In University Plumbing v Solstice Two Limited, 2019 ONSC 4276, the Superior Court addressed two questions: (i) whether an email can satisfy the acknowledgement requirement under s. 13(1) of the Limitations Act; and (ii) whether a promise to forbear commencing an action affects discoverability of a claim under s. 5(1)(a)(iv) of the Act. The answer to both questions is yes.
The plaintiff contractor alleged that the defendant project owner owed it money and was in breach of trust under the Construction Lien Act. The plaintiff commenced the action in 2015. The defendant argued that the cause of action accrued on August 30, 2012, the date the invoice was issued and that the action was statute-barred. However, a series of emails were exchanged between the parties in 2013 and 2014 whereby the defendant acknowledged the debt owed to the plaintiff.
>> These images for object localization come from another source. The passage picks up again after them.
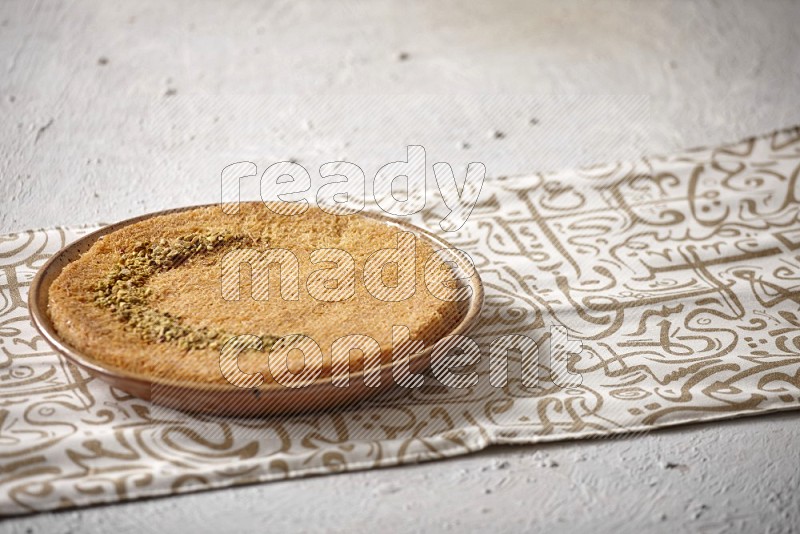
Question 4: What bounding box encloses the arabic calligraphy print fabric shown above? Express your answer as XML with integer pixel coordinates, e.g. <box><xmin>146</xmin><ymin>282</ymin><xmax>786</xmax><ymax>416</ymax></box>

<box><xmin>1</xmin><ymin>127</ymin><xmax>799</xmax><ymax>515</ymax></box>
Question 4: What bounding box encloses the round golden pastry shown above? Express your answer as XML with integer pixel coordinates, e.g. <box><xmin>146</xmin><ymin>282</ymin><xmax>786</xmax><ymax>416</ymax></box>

<box><xmin>46</xmin><ymin>203</ymin><xmax>467</xmax><ymax>386</ymax></box>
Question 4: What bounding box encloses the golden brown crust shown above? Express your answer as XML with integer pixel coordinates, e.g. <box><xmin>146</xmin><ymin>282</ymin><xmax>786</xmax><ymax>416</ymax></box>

<box><xmin>47</xmin><ymin>203</ymin><xmax>465</xmax><ymax>386</ymax></box>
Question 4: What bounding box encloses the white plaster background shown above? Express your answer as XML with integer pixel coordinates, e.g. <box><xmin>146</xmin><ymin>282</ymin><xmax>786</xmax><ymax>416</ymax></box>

<box><xmin>1</xmin><ymin>0</ymin><xmax>799</xmax><ymax>532</ymax></box>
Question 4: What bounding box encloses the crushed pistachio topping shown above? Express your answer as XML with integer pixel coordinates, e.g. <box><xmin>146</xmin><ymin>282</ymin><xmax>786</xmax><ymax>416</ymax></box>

<box><xmin>93</xmin><ymin>231</ymin><xmax>278</xmax><ymax>351</ymax></box>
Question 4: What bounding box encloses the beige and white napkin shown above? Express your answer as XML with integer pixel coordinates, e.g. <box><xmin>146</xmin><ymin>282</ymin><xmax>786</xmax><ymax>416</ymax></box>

<box><xmin>2</xmin><ymin>127</ymin><xmax>799</xmax><ymax>515</ymax></box>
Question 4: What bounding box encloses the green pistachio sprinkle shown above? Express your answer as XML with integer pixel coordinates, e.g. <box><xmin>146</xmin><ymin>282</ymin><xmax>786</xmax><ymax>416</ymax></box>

<box><xmin>93</xmin><ymin>231</ymin><xmax>278</xmax><ymax>352</ymax></box>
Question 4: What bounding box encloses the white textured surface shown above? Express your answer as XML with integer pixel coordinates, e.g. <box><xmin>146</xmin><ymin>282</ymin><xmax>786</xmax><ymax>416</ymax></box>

<box><xmin>2</xmin><ymin>0</ymin><xmax>800</xmax><ymax>532</ymax></box>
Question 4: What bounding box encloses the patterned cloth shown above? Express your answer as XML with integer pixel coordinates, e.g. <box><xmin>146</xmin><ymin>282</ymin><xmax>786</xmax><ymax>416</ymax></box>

<box><xmin>2</xmin><ymin>127</ymin><xmax>799</xmax><ymax>515</ymax></box>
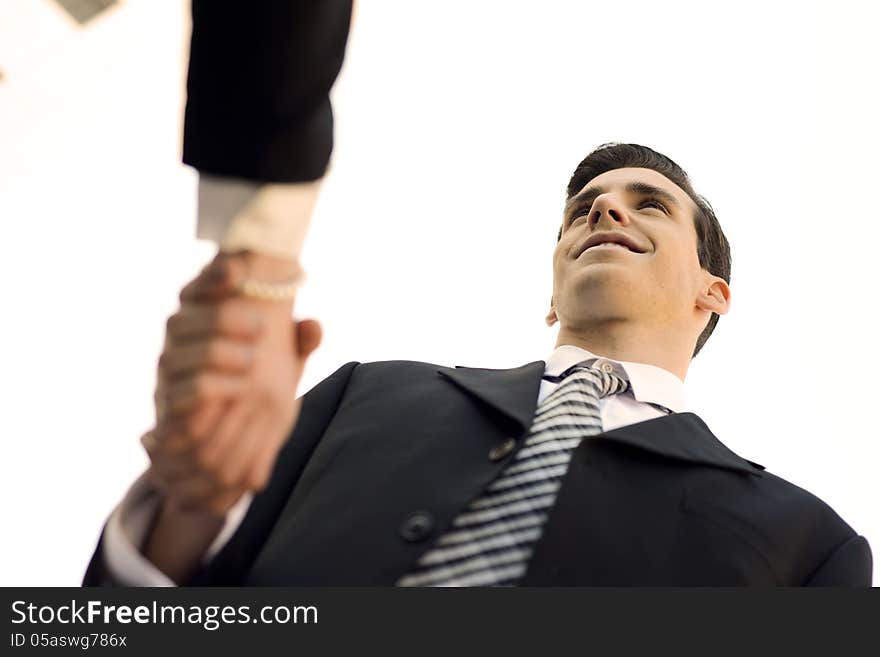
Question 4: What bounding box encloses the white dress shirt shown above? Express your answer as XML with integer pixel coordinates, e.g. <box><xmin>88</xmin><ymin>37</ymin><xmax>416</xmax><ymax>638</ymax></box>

<box><xmin>101</xmin><ymin>344</ymin><xmax>687</xmax><ymax>586</ymax></box>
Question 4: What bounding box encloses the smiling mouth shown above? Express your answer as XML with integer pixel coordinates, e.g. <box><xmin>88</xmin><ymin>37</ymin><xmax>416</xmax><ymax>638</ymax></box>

<box><xmin>579</xmin><ymin>242</ymin><xmax>640</xmax><ymax>256</ymax></box>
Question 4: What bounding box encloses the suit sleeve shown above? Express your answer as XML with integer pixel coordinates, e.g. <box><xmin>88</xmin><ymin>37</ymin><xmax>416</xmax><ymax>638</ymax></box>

<box><xmin>186</xmin><ymin>0</ymin><xmax>352</xmax><ymax>259</ymax></box>
<box><xmin>183</xmin><ymin>0</ymin><xmax>353</xmax><ymax>182</ymax></box>
<box><xmin>805</xmin><ymin>534</ymin><xmax>873</xmax><ymax>587</ymax></box>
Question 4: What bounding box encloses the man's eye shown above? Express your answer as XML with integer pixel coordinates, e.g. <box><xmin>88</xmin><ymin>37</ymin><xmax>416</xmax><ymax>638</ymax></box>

<box><xmin>640</xmin><ymin>198</ymin><xmax>668</xmax><ymax>213</ymax></box>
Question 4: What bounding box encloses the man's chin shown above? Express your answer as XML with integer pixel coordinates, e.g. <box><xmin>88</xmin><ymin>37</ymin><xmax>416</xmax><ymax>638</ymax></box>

<box><xmin>556</xmin><ymin>276</ymin><xmax>645</xmax><ymax>315</ymax></box>
<box><xmin>565</xmin><ymin>266</ymin><xmax>641</xmax><ymax>294</ymax></box>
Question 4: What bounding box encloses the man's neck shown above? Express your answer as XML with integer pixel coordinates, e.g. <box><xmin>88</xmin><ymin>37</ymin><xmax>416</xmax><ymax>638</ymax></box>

<box><xmin>555</xmin><ymin>322</ymin><xmax>691</xmax><ymax>381</ymax></box>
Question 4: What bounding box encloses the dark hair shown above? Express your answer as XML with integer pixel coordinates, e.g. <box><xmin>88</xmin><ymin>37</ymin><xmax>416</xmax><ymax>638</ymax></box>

<box><xmin>561</xmin><ymin>142</ymin><xmax>731</xmax><ymax>358</ymax></box>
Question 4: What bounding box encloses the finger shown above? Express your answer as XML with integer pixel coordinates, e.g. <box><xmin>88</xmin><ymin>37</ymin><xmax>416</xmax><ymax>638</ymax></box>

<box><xmin>244</xmin><ymin>398</ymin><xmax>301</xmax><ymax>492</ymax></box>
<box><xmin>147</xmin><ymin>424</ymin><xmax>202</xmax><ymax>478</ymax></box>
<box><xmin>150</xmin><ymin>404</ymin><xmax>225</xmax><ymax>459</ymax></box>
<box><xmin>162</xmin><ymin>372</ymin><xmax>250</xmax><ymax>414</ymax></box>
<box><xmin>166</xmin><ymin>300</ymin><xmax>264</xmax><ymax>343</ymax></box>
<box><xmin>151</xmin><ymin>415</ymin><xmax>192</xmax><ymax>451</ymax></box>
<box><xmin>243</xmin><ymin>422</ymin><xmax>286</xmax><ymax>492</ymax></box>
<box><xmin>178</xmin><ymin>269</ymin><xmax>234</xmax><ymax>303</ymax></box>
<box><xmin>145</xmin><ymin>442</ymin><xmax>203</xmax><ymax>491</ymax></box>
<box><xmin>185</xmin><ymin>400</ymin><xmax>229</xmax><ymax>442</ymax></box>
<box><xmin>295</xmin><ymin>318</ymin><xmax>323</xmax><ymax>359</ymax></box>
<box><xmin>160</xmin><ymin>339</ymin><xmax>255</xmax><ymax>380</ymax></box>
<box><xmin>147</xmin><ymin>404</ymin><xmax>232</xmax><ymax>494</ymax></box>
<box><xmin>164</xmin><ymin>404</ymin><xmax>257</xmax><ymax>507</ymax></box>
<box><xmin>215</xmin><ymin>411</ymin><xmax>271</xmax><ymax>491</ymax></box>
<box><xmin>180</xmin><ymin>254</ymin><xmax>249</xmax><ymax>303</ymax></box>
<box><xmin>156</xmin><ymin>398</ymin><xmax>228</xmax><ymax>440</ymax></box>
<box><xmin>191</xmin><ymin>400</ymin><xmax>256</xmax><ymax>477</ymax></box>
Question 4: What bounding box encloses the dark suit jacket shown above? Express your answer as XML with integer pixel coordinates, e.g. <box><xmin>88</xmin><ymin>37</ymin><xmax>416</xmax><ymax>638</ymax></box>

<box><xmin>183</xmin><ymin>0</ymin><xmax>353</xmax><ymax>182</ymax></box>
<box><xmin>84</xmin><ymin>360</ymin><xmax>873</xmax><ymax>586</ymax></box>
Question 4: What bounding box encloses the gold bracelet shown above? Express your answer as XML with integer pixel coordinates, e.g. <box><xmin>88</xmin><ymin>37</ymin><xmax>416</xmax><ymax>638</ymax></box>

<box><xmin>237</xmin><ymin>269</ymin><xmax>306</xmax><ymax>301</ymax></box>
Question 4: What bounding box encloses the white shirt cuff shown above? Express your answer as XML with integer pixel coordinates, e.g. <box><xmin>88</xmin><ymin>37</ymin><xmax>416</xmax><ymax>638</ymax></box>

<box><xmin>196</xmin><ymin>173</ymin><xmax>321</xmax><ymax>260</ymax></box>
<box><xmin>101</xmin><ymin>470</ymin><xmax>253</xmax><ymax>586</ymax></box>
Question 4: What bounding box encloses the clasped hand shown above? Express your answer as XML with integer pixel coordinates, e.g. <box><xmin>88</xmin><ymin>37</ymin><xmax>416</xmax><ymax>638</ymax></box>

<box><xmin>143</xmin><ymin>253</ymin><xmax>322</xmax><ymax>516</ymax></box>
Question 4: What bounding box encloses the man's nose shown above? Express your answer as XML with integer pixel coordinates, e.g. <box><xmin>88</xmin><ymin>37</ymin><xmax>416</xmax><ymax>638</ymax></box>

<box><xmin>589</xmin><ymin>194</ymin><xmax>631</xmax><ymax>230</ymax></box>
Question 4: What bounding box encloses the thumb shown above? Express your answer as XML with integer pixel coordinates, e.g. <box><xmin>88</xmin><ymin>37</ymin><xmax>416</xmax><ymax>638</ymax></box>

<box><xmin>294</xmin><ymin>318</ymin><xmax>323</xmax><ymax>360</ymax></box>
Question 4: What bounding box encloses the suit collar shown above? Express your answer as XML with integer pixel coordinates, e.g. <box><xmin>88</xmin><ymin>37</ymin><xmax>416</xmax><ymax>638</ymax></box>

<box><xmin>438</xmin><ymin>360</ymin><xmax>546</xmax><ymax>431</ymax></box>
<box><xmin>438</xmin><ymin>361</ymin><xmax>763</xmax><ymax>477</ymax></box>
<box><xmin>597</xmin><ymin>412</ymin><xmax>764</xmax><ymax>476</ymax></box>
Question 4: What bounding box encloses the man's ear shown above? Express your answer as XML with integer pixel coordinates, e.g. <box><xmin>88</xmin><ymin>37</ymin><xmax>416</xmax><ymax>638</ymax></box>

<box><xmin>545</xmin><ymin>296</ymin><xmax>558</xmax><ymax>326</ymax></box>
<box><xmin>696</xmin><ymin>275</ymin><xmax>731</xmax><ymax>316</ymax></box>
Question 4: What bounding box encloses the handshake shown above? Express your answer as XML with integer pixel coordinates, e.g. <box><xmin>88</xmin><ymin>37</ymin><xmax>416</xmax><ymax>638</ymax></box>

<box><xmin>143</xmin><ymin>252</ymin><xmax>322</xmax><ymax>518</ymax></box>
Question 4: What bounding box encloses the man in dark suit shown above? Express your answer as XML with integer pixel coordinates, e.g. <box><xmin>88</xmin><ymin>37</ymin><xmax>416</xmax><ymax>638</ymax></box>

<box><xmin>84</xmin><ymin>142</ymin><xmax>873</xmax><ymax>587</ymax></box>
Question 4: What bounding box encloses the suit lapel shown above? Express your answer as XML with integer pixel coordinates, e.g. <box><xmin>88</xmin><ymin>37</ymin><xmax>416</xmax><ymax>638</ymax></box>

<box><xmin>437</xmin><ymin>360</ymin><xmax>546</xmax><ymax>432</ymax></box>
<box><xmin>438</xmin><ymin>360</ymin><xmax>763</xmax><ymax>476</ymax></box>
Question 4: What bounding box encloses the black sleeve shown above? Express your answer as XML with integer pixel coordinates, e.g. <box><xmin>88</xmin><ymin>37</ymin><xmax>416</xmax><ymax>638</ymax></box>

<box><xmin>183</xmin><ymin>0</ymin><xmax>353</xmax><ymax>182</ymax></box>
<box><xmin>804</xmin><ymin>534</ymin><xmax>873</xmax><ymax>587</ymax></box>
<box><xmin>81</xmin><ymin>361</ymin><xmax>359</xmax><ymax>587</ymax></box>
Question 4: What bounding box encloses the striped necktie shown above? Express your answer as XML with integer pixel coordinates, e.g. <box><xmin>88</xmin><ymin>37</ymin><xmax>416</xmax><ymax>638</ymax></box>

<box><xmin>396</xmin><ymin>360</ymin><xmax>630</xmax><ymax>586</ymax></box>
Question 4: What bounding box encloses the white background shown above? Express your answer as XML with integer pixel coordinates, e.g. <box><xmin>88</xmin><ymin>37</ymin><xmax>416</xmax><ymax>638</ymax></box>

<box><xmin>1</xmin><ymin>0</ymin><xmax>877</xmax><ymax>585</ymax></box>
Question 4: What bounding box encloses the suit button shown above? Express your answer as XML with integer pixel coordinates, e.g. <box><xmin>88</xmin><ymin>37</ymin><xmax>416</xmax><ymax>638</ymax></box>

<box><xmin>488</xmin><ymin>438</ymin><xmax>516</xmax><ymax>462</ymax></box>
<box><xmin>399</xmin><ymin>511</ymin><xmax>434</xmax><ymax>542</ymax></box>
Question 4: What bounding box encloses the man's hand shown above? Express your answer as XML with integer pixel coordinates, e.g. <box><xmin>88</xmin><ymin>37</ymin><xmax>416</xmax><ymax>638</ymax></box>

<box><xmin>145</xmin><ymin>253</ymin><xmax>322</xmax><ymax>517</ymax></box>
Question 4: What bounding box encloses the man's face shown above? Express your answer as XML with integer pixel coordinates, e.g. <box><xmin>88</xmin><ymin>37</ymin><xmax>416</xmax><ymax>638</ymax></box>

<box><xmin>550</xmin><ymin>167</ymin><xmax>715</xmax><ymax>337</ymax></box>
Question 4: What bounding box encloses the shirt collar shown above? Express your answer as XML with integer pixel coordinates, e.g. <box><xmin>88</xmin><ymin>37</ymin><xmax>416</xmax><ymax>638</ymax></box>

<box><xmin>544</xmin><ymin>345</ymin><xmax>686</xmax><ymax>414</ymax></box>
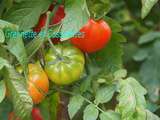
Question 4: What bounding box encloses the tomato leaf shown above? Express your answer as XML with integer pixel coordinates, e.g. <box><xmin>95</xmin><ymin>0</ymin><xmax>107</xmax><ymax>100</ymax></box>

<box><xmin>26</xmin><ymin>33</ymin><xmax>45</xmax><ymax>58</ymax></box>
<box><xmin>68</xmin><ymin>95</ymin><xmax>84</xmax><ymax>119</ymax></box>
<box><xmin>61</xmin><ymin>0</ymin><xmax>90</xmax><ymax>41</ymax></box>
<box><xmin>3</xmin><ymin>0</ymin><xmax>51</xmax><ymax>30</ymax></box>
<box><xmin>39</xmin><ymin>93</ymin><xmax>60</xmax><ymax>120</ymax></box>
<box><xmin>4</xmin><ymin>28</ymin><xmax>28</xmax><ymax>79</ymax></box>
<box><xmin>0</xmin><ymin>81</ymin><xmax>6</xmax><ymax>103</ymax></box>
<box><xmin>83</xmin><ymin>104</ymin><xmax>99</xmax><ymax>120</ymax></box>
<box><xmin>87</xmin><ymin>0</ymin><xmax>111</xmax><ymax>20</ymax></box>
<box><xmin>5</xmin><ymin>66</ymin><xmax>33</xmax><ymax>119</ymax></box>
<box><xmin>104</xmin><ymin>17</ymin><xmax>122</xmax><ymax>33</ymax></box>
<box><xmin>0</xmin><ymin>29</ymin><xmax>5</xmax><ymax>43</ymax></box>
<box><xmin>138</xmin><ymin>40</ymin><xmax>160</xmax><ymax>102</ymax></box>
<box><xmin>0</xmin><ymin>57</ymin><xmax>10</xmax><ymax>70</ymax></box>
<box><xmin>141</xmin><ymin>0</ymin><xmax>158</xmax><ymax>19</ymax></box>
<box><xmin>116</xmin><ymin>77</ymin><xmax>147</xmax><ymax>119</ymax></box>
<box><xmin>138</xmin><ymin>31</ymin><xmax>160</xmax><ymax>45</ymax></box>
<box><xmin>94</xmin><ymin>84</ymin><xmax>116</xmax><ymax>105</ymax></box>
<box><xmin>100</xmin><ymin>111</ymin><xmax>120</xmax><ymax>120</ymax></box>
<box><xmin>0</xmin><ymin>19</ymin><xmax>18</xmax><ymax>29</ymax></box>
<box><xmin>91</xmin><ymin>33</ymin><xmax>126</xmax><ymax>72</ymax></box>
<box><xmin>145</xmin><ymin>109</ymin><xmax>160</xmax><ymax>119</ymax></box>
<box><xmin>113</xmin><ymin>69</ymin><xmax>127</xmax><ymax>80</ymax></box>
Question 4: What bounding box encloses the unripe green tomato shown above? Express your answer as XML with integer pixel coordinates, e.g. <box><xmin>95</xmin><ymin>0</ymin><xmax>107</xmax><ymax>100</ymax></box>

<box><xmin>44</xmin><ymin>45</ymin><xmax>85</xmax><ymax>85</ymax></box>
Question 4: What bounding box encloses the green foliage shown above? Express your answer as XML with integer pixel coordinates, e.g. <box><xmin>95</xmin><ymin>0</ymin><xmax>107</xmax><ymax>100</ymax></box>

<box><xmin>0</xmin><ymin>0</ymin><xmax>160</xmax><ymax>119</ymax></box>
<box><xmin>68</xmin><ymin>95</ymin><xmax>84</xmax><ymax>119</ymax></box>
<box><xmin>134</xmin><ymin>39</ymin><xmax>160</xmax><ymax>102</ymax></box>
<box><xmin>3</xmin><ymin>0</ymin><xmax>51</xmax><ymax>30</ymax></box>
<box><xmin>83</xmin><ymin>104</ymin><xmax>99</xmax><ymax>120</ymax></box>
<box><xmin>94</xmin><ymin>84</ymin><xmax>116</xmax><ymax>104</ymax></box>
<box><xmin>4</xmin><ymin>27</ymin><xmax>28</xmax><ymax>78</ymax></box>
<box><xmin>116</xmin><ymin>77</ymin><xmax>147</xmax><ymax>119</ymax></box>
<box><xmin>0</xmin><ymin>29</ymin><xmax>5</xmax><ymax>43</ymax></box>
<box><xmin>61</xmin><ymin>0</ymin><xmax>90</xmax><ymax>41</ymax></box>
<box><xmin>0</xmin><ymin>81</ymin><xmax>6</xmax><ymax>103</ymax></box>
<box><xmin>100</xmin><ymin>111</ymin><xmax>120</xmax><ymax>120</ymax></box>
<box><xmin>87</xmin><ymin>0</ymin><xmax>110</xmax><ymax>20</ymax></box>
<box><xmin>5</xmin><ymin>66</ymin><xmax>33</xmax><ymax>119</ymax></box>
<box><xmin>141</xmin><ymin>0</ymin><xmax>159</xmax><ymax>18</ymax></box>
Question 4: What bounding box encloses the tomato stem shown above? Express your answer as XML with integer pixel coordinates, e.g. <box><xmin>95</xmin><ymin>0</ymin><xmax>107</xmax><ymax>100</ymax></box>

<box><xmin>46</xmin><ymin>10</ymin><xmax>63</xmax><ymax>60</ymax></box>
<box><xmin>52</xmin><ymin>86</ymin><xmax>107</xmax><ymax>115</ymax></box>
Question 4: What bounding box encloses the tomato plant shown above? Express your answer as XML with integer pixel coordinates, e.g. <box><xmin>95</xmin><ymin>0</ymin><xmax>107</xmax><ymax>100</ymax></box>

<box><xmin>0</xmin><ymin>0</ymin><xmax>160</xmax><ymax>120</ymax></box>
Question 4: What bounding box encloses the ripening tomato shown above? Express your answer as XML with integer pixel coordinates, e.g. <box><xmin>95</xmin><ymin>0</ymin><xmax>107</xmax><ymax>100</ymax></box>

<box><xmin>28</xmin><ymin>64</ymin><xmax>49</xmax><ymax>104</ymax></box>
<box><xmin>71</xmin><ymin>19</ymin><xmax>112</xmax><ymax>53</ymax></box>
<box><xmin>32</xmin><ymin>108</ymin><xmax>43</xmax><ymax>120</ymax></box>
<box><xmin>44</xmin><ymin>45</ymin><xmax>85</xmax><ymax>85</ymax></box>
<box><xmin>33</xmin><ymin>5</ymin><xmax>65</xmax><ymax>33</ymax></box>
The emails contained the defendant’s electronic signature.
Acknowledging debt by email can satisfy the requirement under section 13
Section 13(1) of the Act provides that “if a person acknowledges liability in respect of a claim for payment of a liquidated sum…the act or omission on which the claim is based shall be deemed to have taken place on the day on which the acknowledgment was made.”
The defendant argued that the email correspondence between the parties did not satisfy the acknowledgement requirement under s. 13(1) of the Act because the “written acknowledgements were digitally transmitted and were not signed by hand.” The court disagreed and held that emails can satisfy the acknowledgement requirement under s. 13(1), provided that the communication between the parties is clear. The court noted that, in this case, the debt was not a contentious issue since the emails contained the defendant’s electronic signature and were intended by the parties to form “unequivocal” acknowledgements of the debt.
Forbearance from commencing an action can affect the discoverability of a claim
The rule for discoverability, under s. 5(1)(a)(iv) of the Act requires a need to know that “a [court] proceeding would be an appropriate means to seek [a] remedy.” The plaintiff claimed that the defendant’s promises to repay the debt induced the plaintiff to forbear from commencing the action, and it was only when the defendants advised on June 26, 2015, that they were ceasing to try to satisfy the debt, that it became appropriate for the plaintiff to commence litigation. The court agreed and held that had the plaintiff commenced the action before the defendant reneged on its promise, the plaintiff’s action would not have been an appropriate means to seek a remedy under s. 5(1)(a)(iv) of the Act. Instead, the court would have interpreted the plaintiff’s act as a “[rush] to litigation.”